Bucket #3 — Performing at Level
You have to tell them why they are not yet performing at the next level and what they can do better to get to Bucket #1. Specific examples are essential for constructive feedback. Charting the path to get to #1 is one of your most important — and hopefully enjoyable — things to do as a manager.
Bucket #4 — Trending to Under-Performing
You need to start coaching them consistently. You absolutely have to — an inexperienced manager will make the mistake of not being proactive about this bucket. Meet weekly or regularly and work towards specific goals. You can't sugar-coat it; you have to be real about whether they are on track.
Your skip manager and potential HR business partner need to start becoming involved. You do your employee a disservice if you mislead them into thinking they're at #3 when they're still in #4. Set super clear goals and be crisp about the gaps.

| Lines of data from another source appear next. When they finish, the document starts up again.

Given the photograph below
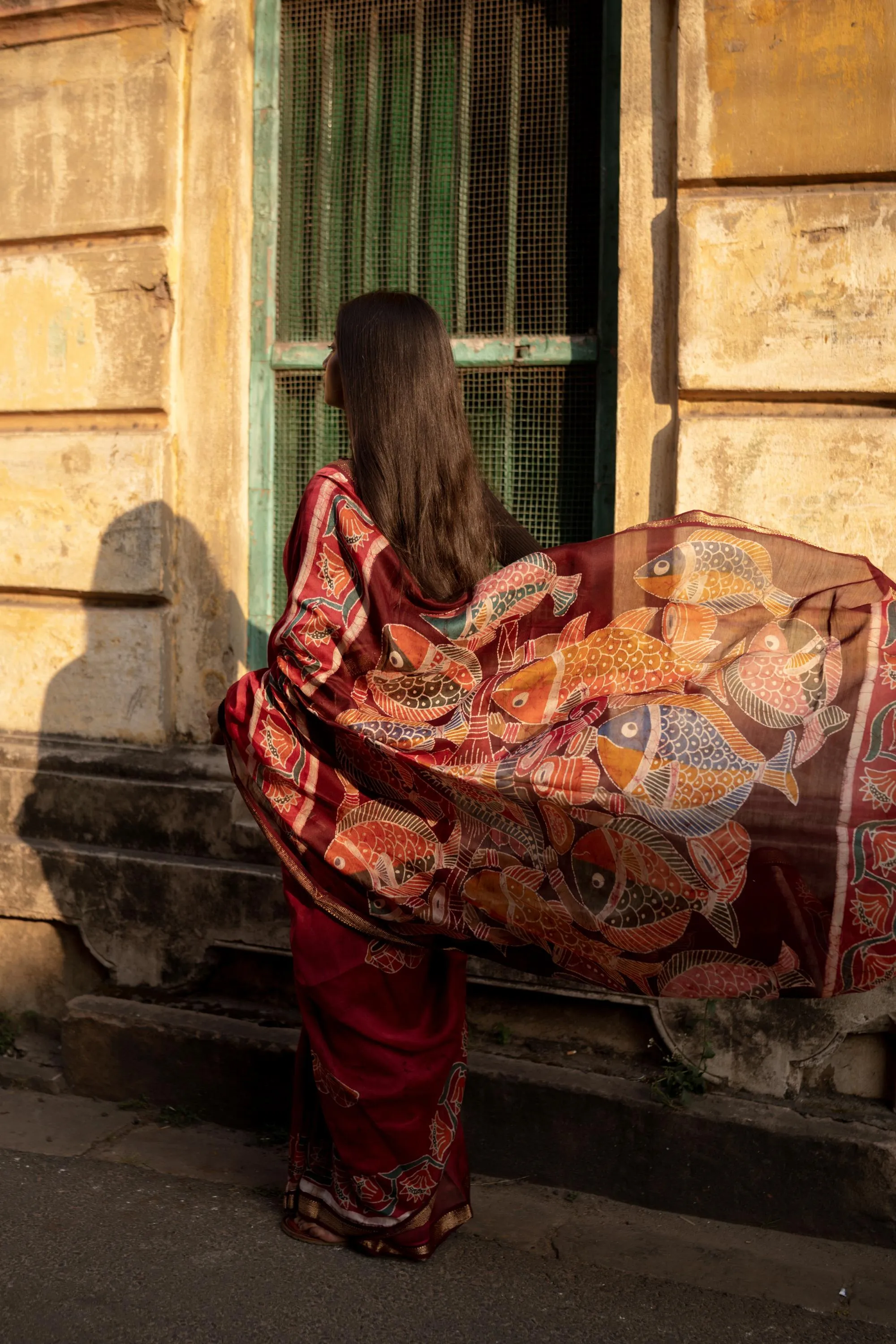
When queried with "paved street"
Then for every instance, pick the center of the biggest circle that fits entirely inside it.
(108, 1246)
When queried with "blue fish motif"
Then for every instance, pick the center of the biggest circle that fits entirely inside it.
(685, 767)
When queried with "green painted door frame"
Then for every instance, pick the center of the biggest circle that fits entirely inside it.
(271, 357)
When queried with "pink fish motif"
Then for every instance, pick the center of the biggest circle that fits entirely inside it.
(789, 676)
(509, 594)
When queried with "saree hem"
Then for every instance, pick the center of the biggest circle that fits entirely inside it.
(297, 1205)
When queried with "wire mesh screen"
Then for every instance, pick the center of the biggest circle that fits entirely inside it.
(447, 147)
(532, 432)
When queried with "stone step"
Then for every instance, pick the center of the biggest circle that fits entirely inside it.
(762, 1163)
(167, 800)
(150, 918)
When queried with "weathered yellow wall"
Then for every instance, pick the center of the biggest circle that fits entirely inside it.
(785, 261)
(125, 230)
(646, 405)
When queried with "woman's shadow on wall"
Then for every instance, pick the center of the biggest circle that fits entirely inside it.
(123, 756)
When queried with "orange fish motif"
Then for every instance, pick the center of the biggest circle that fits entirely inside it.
(618, 658)
(685, 767)
(724, 975)
(417, 681)
(512, 593)
(642, 893)
(392, 853)
(789, 675)
(512, 898)
(716, 570)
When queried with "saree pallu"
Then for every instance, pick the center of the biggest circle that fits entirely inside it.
(663, 762)
(377, 1147)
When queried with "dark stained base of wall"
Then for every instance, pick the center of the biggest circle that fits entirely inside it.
(746, 1162)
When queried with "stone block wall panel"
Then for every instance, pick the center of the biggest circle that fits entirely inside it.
(788, 291)
(786, 90)
(42, 967)
(824, 478)
(89, 132)
(86, 327)
(97, 668)
(84, 511)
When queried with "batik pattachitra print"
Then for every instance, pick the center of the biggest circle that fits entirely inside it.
(664, 761)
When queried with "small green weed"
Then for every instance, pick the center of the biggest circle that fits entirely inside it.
(272, 1136)
(178, 1116)
(136, 1104)
(7, 1035)
(680, 1078)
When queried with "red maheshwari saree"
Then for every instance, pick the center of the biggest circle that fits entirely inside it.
(663, 761)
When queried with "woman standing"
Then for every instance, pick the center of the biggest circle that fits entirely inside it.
(661, 762)
(377, 1148)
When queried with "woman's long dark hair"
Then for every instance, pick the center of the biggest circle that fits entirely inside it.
(414, 465)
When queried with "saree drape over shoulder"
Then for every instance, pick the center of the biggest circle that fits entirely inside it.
(663, 761)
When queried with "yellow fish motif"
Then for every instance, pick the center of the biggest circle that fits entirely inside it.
(716, 570)
(618, 658)
(512, 900)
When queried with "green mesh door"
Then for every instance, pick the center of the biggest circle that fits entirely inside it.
(452, 148)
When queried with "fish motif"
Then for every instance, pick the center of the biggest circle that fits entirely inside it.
(685, 767)
(512, 593)
(618, 658)
(511, 897)
(641, 892)
(789, 676)
(724, 975)
(476, 796)
(716, 570)
(404, 737)
(417, 681)
(390, 851)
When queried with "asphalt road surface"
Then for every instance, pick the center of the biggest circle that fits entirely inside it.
(100, 1253)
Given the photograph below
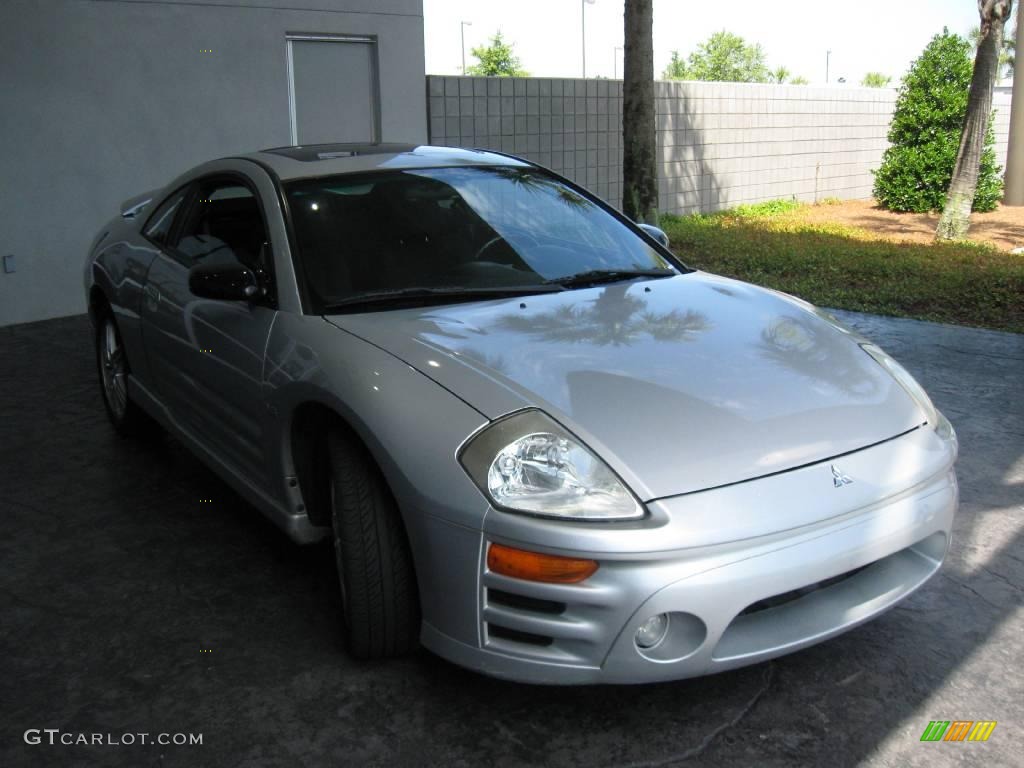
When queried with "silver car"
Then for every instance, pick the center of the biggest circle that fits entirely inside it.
(544, 448)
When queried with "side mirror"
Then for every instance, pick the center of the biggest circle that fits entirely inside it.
(223, 282)
(656, 233)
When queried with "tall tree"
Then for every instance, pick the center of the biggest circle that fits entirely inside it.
(639, 145)
(496, 59)
(955, 218)
(722, 57)
(876, 80)
(1008, 52)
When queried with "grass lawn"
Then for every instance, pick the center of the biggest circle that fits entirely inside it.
(846, 267)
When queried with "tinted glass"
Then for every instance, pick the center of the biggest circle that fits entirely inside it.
(159, 225)
(445, 227)
(224, 225)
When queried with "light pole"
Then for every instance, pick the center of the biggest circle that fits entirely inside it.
(583, 32)
(1014, 194)
(462, 29)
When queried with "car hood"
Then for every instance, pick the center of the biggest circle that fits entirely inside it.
(681, 384)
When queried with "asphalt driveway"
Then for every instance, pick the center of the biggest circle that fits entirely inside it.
(139, 595)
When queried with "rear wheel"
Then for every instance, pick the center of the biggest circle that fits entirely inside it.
(375, 565)
(127, 418)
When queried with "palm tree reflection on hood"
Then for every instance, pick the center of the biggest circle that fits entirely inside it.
(614, 318)
(809, 347)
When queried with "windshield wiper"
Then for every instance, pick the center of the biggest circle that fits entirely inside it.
(441, 295)
(597, 276)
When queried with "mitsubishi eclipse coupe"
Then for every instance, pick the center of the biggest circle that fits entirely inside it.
(543, 446)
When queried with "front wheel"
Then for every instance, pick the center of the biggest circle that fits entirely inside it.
(375, 565)
(127, 418)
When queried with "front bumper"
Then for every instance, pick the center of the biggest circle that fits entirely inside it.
(731, 604)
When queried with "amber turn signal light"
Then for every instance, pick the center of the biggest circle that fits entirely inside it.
(535, 566)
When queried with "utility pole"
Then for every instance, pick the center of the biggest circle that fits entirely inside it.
(462, 28)
(1014, 176)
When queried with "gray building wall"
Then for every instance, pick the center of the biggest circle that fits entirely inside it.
(719, 143)
(102, 100)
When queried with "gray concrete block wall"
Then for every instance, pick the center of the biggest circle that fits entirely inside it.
(720, 144)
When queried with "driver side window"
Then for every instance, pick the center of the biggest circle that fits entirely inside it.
(224, 225)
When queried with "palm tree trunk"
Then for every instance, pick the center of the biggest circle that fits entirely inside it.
(639, 141)
(956, 213)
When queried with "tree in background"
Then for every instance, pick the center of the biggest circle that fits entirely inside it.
(955, 218)
(639, 144)
(723, 57)
(925, 132)
(876, 80)
(1008, 53)
(676, 69)
(496, 59)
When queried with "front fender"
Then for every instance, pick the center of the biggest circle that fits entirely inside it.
(414, 428)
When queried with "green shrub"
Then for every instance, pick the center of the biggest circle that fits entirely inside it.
(768, 208)
(925, 133)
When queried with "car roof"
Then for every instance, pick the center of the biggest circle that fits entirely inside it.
(324, 160)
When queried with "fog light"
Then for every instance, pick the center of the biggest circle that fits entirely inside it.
(652, 631)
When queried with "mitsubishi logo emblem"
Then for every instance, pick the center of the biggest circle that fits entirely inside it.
(839, 478)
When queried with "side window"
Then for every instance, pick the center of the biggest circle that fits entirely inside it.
(224, 224)
(159, 225)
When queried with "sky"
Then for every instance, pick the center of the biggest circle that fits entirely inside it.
(863, 36)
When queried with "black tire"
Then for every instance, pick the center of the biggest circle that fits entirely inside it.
(375, 565)
(127, 419)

It is super important when a colleague enters #4 that they know what is at stake.
Key point: The goals set out at the start of the coaching period for Bucket #4 have to be finished in the coaching period. They can be updated or substituted if they cannot be completed for reasons outside the colleague's control. However if they are not completed, the person will need to move to Bucket #5.
Bucket #5 — Consistently Under-Performing
By definition, being in Bucket #5 means they've had consistent coaching but have not been able to close the gaps. It's related to work, it's not personal. Depending on your company's policy, they should be given either:
- Clear alternatives for leaving the company — e.g., some sort of severance option, or
- A performance improvement plan with very strict goals — making it abundantly clear that since they have not met role guidelines despite coaching (Bucket #4 should have taken 1–2 months), this is the final chance to improve performance.
If they choose the PIP route and do not perform against the crisp expectations outlined in the plan, they will be managed out.
Seniority matters: At more junior levels the time intervals and flexibility in Buckets #4 and #5 are longer. At more senior levels, transitions happen much faster — but hopefully by then you are familiar with how these transitions work and pick up on the feedback in Buckets #2 and #3 without needing formal coaching.
If you're in Buckets #2–5 — which statistically is probably 80% of people — to improve you need to listen keenly at every hint your manager and others give regarding feedback. Ask if it's unclear. You owe that to yourself.
OE: Top Errors Zero
I like to call this technique "Top Errors Zero." Like Inbox Zero, it works by focusing on root-causing and fixing your service or app's top errors and removing them.
First you have to record them (and potentially group them if they have customer-specific information or IDs). Once recorded, surface them in a dashboard — e.g., create a table of "Top Errors" sorted in descending count. Optionally include a time chart showing when these errors are occurring. This is as simple as grouping all API calls by error message.
Review this table regularly (e.g., weekly) and drive these errors to zero — e.g., as part of your on-call or ops work.
Caveat: This doesn't cover bad UX or situations where you aren't raising errors in the right place. But in general you'll be surprised how much quality improves for your customers by driving down top errors to zero.
Update: Also use Pareto charts to bucket the top errors or issues to investigate.